Friday, August 19, 2016
Spiritual, not religious, is like baseball without rules
Imagine playing a game of baseball.
Without set base paths.
Without a set number of outs per side per inning.
Without a strike zone.
Without limits on the number of players on the field.
Without rules against doctoring the ball.
Without rules about the size and makeup of the bat.
Without rules, period.
Except, of course, rules that are made up by the players as they go along - and change based on the latest fad or whim.
Such a game might be fun for a while for little kids just interested in running around or hitting balls, but anyone who's serious about baseball, or even in playing a real game, would reject such a situation as nonsense.
That's what saying "I'm spiritual, not religious" is like.
If you are just starting out, a child when it comes to spirituality, then it might be okay to say that. But an adult using it as a way to reject organized religion is nonsense.
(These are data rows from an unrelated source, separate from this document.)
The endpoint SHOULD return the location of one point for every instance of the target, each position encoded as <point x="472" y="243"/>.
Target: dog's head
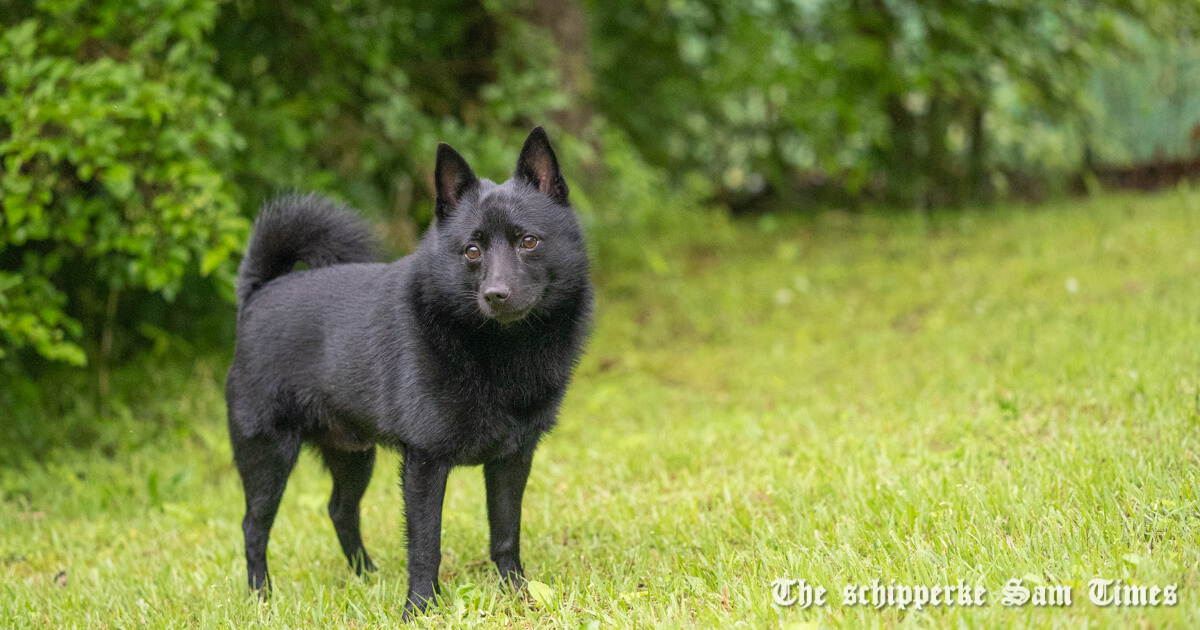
<point x="508" y="251"/>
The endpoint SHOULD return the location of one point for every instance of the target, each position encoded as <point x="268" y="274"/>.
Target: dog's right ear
<point x="454" y="180"/>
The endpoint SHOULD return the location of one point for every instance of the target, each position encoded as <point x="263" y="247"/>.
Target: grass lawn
<point x="970" y="396"/>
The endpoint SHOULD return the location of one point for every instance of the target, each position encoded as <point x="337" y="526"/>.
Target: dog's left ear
<point x="539" y="167"/>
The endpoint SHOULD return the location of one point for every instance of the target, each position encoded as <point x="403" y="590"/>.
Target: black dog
<point x="456" y="355"/>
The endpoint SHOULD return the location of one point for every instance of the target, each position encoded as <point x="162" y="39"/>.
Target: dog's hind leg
<point x="352" y="473"/>
<point x="264" y="461"/>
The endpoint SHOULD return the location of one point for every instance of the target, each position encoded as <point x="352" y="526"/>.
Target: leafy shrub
<point x="113" y="135"/>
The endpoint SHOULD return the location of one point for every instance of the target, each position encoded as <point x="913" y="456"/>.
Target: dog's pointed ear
<point x="454" y="180"/>
<point x="539" y="167"/>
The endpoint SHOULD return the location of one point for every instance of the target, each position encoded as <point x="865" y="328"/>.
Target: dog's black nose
<point x="496" y="294"/>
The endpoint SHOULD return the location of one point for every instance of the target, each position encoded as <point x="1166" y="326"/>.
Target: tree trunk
<point x="567" y="23"/>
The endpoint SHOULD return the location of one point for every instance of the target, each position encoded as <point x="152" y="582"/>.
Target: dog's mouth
<point x="505" y="313"/>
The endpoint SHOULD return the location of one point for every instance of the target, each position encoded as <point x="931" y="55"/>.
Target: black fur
<point x="451" y="360"/>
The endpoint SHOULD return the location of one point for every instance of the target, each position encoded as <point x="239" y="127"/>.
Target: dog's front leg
<point x="505" y="480"/>
<point x="424" y="481"/>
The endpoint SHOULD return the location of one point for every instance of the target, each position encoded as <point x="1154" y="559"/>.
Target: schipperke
<point x="457" y="354"/>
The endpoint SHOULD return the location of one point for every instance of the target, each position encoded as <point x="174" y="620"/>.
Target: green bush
<point x="113" y="133"/>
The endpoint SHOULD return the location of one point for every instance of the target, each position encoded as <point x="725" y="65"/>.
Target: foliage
<point x="919" y="102"/>
<point x="978" y="395"/>
<point x="353" y="97"/>
<point x="112" y="141"/>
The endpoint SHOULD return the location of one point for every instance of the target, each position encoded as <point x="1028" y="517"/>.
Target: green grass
<point x="979" y="396"/>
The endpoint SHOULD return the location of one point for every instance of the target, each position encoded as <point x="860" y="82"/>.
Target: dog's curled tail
<point x="301" y="228"/>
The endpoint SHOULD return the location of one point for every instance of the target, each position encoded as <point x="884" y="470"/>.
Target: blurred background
<point x="139" y="137"/>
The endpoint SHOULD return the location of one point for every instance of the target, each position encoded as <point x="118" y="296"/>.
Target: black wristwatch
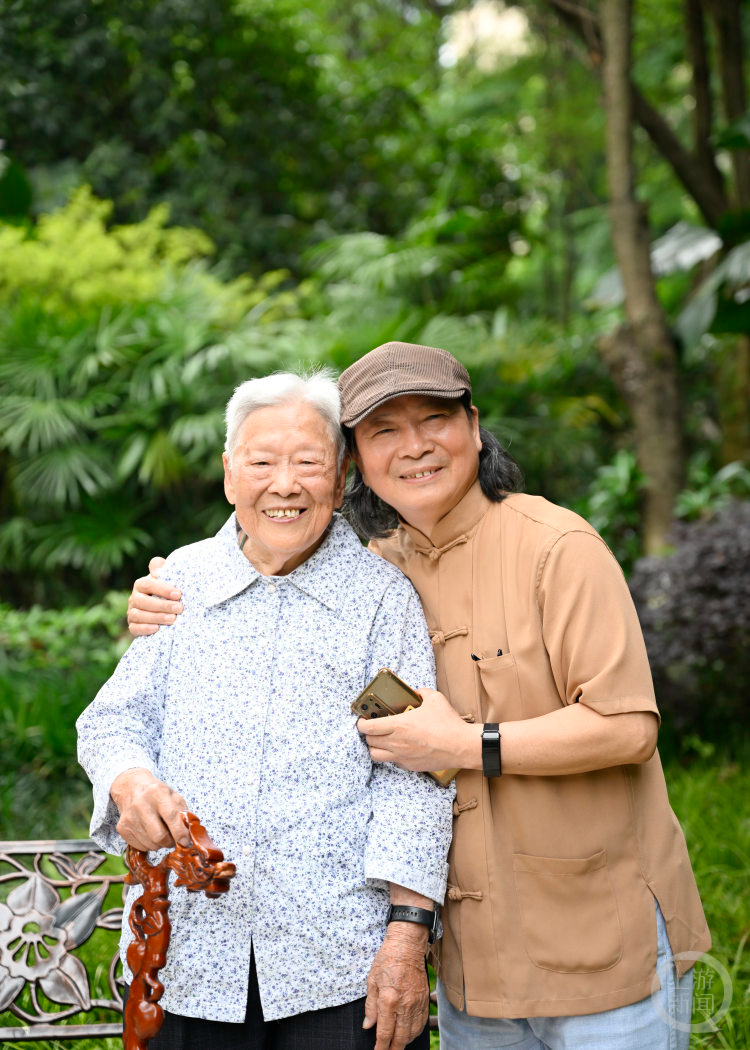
<point x="492" y="763"/>
<point x="407" y="912"/>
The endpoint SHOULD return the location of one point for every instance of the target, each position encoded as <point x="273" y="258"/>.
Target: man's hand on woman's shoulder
<point x="152" y="602"/>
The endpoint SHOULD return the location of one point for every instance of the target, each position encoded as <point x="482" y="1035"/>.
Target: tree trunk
<point x="727" y="18"/>
<point x="641" y="355"/>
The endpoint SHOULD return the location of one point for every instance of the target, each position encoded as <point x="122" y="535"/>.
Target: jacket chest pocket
<point x="568" y="911"/>
<point x="499" y="689"/>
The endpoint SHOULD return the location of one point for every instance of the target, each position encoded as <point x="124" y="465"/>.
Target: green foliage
<point x="119" y="352"/>
<point x="612" y="505"/>
<point x="708" y="491"/>
<point x="695" y="618"/>
<point x="51" y="665"/>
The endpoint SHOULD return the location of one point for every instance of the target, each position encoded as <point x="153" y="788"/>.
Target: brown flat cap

All too often, what it's really about is that it's a trendy way to discard inconvenient practices - like going to church - or rules - often but not exclusively linked to sex in some way. It tends to be part of self-indulgent pop theology. It's part of the kind of pop theology one might hear among college students, media and self-centered types, and suburban readers of spiritual pablum like Eat, Pray, Love.
Without rules, without paths, without boundaries how do we judge what is fair and good and right? Without religion, spirituality becomes a self-absorbed exercise, and as we all know, exercise without routine and commitment becomes boring and burdensome, and is soon abandoned.
Again, there may be some individuals who are sincerely beginning their spiritual quest and might say they are spiritual, not religious, but I can't say I have actually heard such a person people say this. Usually, they have sincere questions, or humbly voice concerns and doubts and pain.
They want to learn and understand the rules so they can be real participants, and not just folks who are running around aimlessly.
In the end, spirituality based in religion is the best way to get home - or even to know where home is.